Pour essayer de nous arracher à cette mer des Sargasses intellectuelle, je poserai un principe qui me paraît solide, puis je formulerai deux hypothèses sur les représentations qui nous enchaînent, et, pour finir, je ferai une proposition. Le principe que je pose d’abord est qu’un être humain et sa communauté ne fonctionnent en bonne intelligence et durablement que si chacun a la possibilité de contribuer à la satisfaction des besoins des autres tandis que la communauté assure la solidarité de tous. Cette articulation n’allant pas de soi, surtout lorsque la communauté devient si étendue qu’elle échappe au regard, les uns et les autres se donnent des repères afin de s’assurer que la règle du jeu est respectée. Là-dessus, ma première hypothèse est que, bien qu’ayant mis tout en oeuvre pour nous libérer de la contrainte de la production, nous restons prisonniers d’une certaine morale du travail. Je veux dire que la contribution de tous à un niveau de vie global acceptable et compatible avec les capacités de la planète, ne requiert pas nécessairement aujourd’hui de donner une telle place au travail, mais nous sommes mal à l’aise, dans le fond, avec l’oisiveté - surtout celle des autres. Ma deuxième hypothèse est que, dans la crainte légitime qu’il y ait des profiteurs, nous nous sommes donné des repères et, aujourd’hui, nous faisons une confusion inconsciente entre la contribution nécessaire de chacun à la société et le fait d’occuper un emploi salarié. Que cet emploi relève d’activités contre-productives ou nuisibles, comme j’ai essayé de le montrer, a peu d’importance: il confère le statut de contributeur, d’«inclus», et soustrait aux accusations de parasitisme, alors que cet autre parasitisme peut être bien plus profond que l’inactivité.

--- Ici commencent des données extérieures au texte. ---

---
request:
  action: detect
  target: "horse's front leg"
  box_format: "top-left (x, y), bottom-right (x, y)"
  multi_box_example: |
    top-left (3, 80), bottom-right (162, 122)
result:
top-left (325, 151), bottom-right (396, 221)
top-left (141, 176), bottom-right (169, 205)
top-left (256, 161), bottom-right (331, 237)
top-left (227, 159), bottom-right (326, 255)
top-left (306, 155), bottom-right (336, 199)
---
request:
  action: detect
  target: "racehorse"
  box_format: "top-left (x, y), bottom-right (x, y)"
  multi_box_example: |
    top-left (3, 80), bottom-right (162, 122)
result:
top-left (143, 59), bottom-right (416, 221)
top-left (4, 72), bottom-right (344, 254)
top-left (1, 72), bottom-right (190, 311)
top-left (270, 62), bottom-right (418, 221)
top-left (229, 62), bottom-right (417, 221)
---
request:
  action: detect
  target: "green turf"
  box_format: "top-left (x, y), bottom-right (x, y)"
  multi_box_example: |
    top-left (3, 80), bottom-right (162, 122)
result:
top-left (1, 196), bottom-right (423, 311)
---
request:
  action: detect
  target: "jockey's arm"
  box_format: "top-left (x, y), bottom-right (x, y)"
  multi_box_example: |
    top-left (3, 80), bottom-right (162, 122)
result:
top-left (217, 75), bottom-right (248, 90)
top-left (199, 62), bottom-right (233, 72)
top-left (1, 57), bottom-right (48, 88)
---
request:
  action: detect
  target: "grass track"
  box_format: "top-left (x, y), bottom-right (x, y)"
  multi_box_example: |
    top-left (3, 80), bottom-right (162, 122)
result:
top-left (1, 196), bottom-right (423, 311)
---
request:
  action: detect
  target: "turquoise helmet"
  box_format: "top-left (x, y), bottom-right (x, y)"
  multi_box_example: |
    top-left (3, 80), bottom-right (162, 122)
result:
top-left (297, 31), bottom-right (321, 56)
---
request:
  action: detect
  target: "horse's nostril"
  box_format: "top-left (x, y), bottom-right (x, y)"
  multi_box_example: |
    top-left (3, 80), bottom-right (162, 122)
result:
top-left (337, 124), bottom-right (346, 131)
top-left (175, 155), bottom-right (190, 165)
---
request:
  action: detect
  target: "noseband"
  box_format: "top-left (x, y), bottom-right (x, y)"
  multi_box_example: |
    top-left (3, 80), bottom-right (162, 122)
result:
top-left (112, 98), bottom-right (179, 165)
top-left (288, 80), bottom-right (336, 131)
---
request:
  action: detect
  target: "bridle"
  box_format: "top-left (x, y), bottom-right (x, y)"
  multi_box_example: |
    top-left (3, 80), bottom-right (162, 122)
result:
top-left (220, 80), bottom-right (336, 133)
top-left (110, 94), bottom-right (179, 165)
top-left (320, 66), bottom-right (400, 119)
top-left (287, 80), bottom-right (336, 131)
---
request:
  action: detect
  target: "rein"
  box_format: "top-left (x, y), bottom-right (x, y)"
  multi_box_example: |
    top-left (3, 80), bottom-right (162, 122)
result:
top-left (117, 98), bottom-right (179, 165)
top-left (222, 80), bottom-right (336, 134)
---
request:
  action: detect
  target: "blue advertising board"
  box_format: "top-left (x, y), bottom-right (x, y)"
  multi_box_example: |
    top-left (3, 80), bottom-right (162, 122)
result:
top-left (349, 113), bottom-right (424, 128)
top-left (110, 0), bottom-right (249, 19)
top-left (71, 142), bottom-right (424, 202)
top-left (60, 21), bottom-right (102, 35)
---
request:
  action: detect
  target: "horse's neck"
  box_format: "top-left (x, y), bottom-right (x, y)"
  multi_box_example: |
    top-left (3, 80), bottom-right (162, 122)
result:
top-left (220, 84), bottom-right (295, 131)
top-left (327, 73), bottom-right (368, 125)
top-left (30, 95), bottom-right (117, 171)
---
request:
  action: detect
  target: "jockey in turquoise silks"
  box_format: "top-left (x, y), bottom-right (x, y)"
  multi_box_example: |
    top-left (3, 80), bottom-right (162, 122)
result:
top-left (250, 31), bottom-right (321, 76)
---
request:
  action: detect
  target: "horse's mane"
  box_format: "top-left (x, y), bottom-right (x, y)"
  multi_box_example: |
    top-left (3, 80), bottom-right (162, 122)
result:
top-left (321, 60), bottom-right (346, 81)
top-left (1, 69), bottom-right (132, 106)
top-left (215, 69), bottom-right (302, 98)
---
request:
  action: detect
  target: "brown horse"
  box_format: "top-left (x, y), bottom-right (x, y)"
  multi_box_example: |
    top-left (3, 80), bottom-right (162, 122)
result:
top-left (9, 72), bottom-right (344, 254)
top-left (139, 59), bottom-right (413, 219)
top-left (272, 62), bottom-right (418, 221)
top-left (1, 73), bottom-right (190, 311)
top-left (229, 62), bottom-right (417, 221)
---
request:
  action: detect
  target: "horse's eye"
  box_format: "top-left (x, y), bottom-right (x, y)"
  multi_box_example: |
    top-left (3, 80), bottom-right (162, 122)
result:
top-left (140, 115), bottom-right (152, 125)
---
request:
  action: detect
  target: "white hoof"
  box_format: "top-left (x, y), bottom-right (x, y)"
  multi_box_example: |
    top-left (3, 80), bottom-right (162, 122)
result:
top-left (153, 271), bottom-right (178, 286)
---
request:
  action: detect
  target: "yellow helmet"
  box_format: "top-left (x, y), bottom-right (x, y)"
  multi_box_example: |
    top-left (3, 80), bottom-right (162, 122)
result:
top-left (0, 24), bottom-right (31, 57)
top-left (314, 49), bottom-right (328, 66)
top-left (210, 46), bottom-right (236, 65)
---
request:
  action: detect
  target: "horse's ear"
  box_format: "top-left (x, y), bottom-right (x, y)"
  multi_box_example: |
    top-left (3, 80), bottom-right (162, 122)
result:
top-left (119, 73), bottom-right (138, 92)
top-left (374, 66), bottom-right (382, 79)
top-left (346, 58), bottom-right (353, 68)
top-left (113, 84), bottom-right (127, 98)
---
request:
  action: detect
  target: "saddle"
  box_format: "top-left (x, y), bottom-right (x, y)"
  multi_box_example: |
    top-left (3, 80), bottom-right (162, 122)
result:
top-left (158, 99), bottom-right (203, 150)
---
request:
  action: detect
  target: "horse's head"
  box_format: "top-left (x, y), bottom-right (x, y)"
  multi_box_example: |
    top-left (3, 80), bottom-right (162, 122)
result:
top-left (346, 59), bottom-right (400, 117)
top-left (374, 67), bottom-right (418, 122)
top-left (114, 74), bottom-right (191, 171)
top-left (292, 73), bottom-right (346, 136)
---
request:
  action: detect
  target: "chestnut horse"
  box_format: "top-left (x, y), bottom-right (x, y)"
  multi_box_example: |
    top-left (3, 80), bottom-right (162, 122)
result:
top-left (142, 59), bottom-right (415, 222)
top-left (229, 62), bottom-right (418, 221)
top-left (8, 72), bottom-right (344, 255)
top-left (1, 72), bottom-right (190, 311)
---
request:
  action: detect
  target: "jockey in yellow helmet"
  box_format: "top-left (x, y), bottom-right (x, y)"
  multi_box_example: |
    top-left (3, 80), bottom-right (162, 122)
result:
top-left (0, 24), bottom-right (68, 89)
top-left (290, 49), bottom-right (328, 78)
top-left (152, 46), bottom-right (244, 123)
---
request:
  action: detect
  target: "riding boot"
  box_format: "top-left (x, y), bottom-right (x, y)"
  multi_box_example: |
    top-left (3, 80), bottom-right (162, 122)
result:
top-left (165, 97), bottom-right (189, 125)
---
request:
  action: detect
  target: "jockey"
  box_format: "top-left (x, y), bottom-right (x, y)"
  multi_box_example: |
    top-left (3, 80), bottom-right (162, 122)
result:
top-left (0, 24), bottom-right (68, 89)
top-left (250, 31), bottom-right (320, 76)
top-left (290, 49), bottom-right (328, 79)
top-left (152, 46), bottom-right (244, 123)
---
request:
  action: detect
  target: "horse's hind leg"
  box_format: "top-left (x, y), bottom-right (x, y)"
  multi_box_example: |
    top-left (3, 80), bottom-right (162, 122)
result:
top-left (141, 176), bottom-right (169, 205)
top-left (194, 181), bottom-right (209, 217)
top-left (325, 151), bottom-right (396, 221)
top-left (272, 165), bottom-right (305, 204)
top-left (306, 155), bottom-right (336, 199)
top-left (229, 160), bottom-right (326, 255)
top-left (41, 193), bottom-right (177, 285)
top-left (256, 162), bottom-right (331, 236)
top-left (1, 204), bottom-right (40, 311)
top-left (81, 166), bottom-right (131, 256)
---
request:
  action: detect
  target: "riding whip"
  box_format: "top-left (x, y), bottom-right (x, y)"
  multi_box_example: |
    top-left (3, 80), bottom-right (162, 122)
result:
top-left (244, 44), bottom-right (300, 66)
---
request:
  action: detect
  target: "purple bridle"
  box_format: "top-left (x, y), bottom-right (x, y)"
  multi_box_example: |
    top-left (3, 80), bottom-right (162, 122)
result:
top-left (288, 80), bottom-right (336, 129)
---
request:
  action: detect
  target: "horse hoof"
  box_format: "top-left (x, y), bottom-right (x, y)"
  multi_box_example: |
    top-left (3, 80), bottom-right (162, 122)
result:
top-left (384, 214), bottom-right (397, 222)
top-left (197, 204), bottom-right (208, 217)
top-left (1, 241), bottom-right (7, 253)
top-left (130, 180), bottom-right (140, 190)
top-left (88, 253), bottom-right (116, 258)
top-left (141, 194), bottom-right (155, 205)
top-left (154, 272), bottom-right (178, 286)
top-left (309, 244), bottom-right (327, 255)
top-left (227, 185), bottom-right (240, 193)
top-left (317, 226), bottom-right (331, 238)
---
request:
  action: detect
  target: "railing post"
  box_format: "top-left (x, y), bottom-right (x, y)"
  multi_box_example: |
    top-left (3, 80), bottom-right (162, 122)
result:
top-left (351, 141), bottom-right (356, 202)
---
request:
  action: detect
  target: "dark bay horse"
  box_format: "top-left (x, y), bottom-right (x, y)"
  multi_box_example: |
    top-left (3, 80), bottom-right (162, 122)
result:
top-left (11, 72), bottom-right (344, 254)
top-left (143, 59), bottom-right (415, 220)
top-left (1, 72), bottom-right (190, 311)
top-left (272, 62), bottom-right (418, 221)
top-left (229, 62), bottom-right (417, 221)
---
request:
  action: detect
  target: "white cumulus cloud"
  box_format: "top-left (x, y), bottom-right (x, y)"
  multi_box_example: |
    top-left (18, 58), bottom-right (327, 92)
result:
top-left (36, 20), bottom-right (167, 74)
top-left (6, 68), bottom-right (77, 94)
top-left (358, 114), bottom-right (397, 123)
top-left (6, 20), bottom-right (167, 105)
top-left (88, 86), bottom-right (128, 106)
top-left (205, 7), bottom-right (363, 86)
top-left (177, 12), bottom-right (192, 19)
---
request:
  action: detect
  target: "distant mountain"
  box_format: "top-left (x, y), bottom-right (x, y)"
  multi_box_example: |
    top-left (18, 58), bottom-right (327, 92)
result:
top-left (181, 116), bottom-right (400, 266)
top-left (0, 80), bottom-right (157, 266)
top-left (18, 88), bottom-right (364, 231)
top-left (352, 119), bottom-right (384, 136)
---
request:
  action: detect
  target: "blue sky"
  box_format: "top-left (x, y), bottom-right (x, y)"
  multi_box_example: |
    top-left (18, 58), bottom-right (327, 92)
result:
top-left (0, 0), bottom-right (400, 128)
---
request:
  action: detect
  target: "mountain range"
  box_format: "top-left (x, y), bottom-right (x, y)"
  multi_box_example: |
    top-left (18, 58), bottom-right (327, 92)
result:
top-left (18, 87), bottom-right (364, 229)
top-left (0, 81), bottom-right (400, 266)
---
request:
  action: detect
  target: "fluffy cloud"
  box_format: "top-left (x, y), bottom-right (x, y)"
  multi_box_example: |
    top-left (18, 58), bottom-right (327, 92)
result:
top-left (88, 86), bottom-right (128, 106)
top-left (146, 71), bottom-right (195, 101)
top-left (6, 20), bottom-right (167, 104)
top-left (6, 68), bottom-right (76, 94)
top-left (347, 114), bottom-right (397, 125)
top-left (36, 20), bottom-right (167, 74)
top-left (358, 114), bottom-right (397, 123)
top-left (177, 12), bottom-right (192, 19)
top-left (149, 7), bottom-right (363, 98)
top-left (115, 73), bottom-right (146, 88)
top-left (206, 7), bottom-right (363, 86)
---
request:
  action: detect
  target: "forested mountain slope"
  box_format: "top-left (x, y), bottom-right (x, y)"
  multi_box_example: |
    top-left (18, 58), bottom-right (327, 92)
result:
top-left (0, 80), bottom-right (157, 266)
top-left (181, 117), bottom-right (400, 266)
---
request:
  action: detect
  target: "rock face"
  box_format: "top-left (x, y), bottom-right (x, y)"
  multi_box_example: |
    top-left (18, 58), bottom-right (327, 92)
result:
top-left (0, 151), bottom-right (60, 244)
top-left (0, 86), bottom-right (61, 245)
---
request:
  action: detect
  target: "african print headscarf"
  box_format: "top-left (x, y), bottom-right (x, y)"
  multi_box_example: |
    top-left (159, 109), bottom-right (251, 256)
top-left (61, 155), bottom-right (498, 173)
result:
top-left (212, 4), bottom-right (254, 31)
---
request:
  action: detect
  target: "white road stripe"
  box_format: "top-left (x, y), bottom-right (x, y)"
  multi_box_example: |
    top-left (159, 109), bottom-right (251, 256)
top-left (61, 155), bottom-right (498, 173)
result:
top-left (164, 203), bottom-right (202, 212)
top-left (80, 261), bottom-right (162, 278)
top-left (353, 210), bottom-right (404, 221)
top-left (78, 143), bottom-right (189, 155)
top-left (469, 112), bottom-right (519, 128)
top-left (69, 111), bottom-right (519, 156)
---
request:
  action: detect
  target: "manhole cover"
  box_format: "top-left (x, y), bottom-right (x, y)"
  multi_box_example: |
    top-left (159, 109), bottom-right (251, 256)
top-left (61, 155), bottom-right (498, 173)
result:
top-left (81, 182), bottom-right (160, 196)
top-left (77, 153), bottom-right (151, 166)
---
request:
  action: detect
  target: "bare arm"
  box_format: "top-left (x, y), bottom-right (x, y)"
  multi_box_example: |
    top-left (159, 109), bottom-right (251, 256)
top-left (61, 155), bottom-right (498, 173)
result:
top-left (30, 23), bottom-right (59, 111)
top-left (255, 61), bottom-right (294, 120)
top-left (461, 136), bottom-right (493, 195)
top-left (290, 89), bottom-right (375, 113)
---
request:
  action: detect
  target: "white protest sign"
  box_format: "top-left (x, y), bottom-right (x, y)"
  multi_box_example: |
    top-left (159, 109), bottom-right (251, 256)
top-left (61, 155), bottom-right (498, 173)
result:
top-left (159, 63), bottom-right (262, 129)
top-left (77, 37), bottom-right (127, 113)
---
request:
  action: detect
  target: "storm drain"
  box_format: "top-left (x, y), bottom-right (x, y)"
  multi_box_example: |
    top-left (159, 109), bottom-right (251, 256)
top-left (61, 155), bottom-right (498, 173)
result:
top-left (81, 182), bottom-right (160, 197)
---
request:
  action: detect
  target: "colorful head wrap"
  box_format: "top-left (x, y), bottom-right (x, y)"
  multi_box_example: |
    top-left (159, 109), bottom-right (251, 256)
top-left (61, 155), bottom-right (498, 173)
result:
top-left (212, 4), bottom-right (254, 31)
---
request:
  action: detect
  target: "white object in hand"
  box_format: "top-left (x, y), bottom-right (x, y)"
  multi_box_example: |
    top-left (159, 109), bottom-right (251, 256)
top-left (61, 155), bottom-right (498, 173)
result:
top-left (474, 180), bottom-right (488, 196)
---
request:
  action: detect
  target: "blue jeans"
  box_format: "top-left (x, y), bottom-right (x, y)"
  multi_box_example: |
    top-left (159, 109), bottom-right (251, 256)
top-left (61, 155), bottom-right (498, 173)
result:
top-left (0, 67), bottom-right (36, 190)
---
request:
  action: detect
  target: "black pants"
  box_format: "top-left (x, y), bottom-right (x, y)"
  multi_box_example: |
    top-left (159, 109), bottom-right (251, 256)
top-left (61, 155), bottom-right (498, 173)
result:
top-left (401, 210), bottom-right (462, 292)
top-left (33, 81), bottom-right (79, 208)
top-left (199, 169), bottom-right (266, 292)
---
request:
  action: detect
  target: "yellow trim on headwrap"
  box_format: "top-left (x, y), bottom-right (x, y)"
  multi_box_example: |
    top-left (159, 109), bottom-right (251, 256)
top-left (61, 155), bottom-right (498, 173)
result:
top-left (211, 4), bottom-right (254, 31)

Aussi, il y a urgence, me semble-t-il, à accepter d’explorer des formes d’organisation sociale et économique où la contribution de chacun à la société soit libérée des représentations et de l’échelle de valeurs qui sont les nôtres aujourd’hui. Indépendamment du revenu qu’elle procure ou non, une activité pourrait être appréciée en fonction de sa congruence. Par exemple, un emploi salarié dans une entreprise qui détruit par ailleurs du capital naturel ne jouira pas de la même estime qu’une activité, peut-être moins bien rémunérée voire pas du tout, qui protège et restaure ce même capital naturel. L’identité de la personne pourrait être aussi libérée du lien exclusif avec une activité ou un employeur uniques, qui constituent le repère dominant aujourd’hui - on est employé de banque, plombier, taxi, infirmière, etc. Chacun de ceux qui le souhaitent devrait pouvoir s’exprimer dans plusieurs registres. De même, les sources et moyens d’accès aux biens matériels pourraient se diversifier en fonction des activités pratiquées. Sommairement, on pourrait passer par l’argent, comme aujourd’hui, dans le cadre d’un travail salarié ou d’entrepreneur, mais aussi par le partage, le don en nature, le troc et l’auto-production.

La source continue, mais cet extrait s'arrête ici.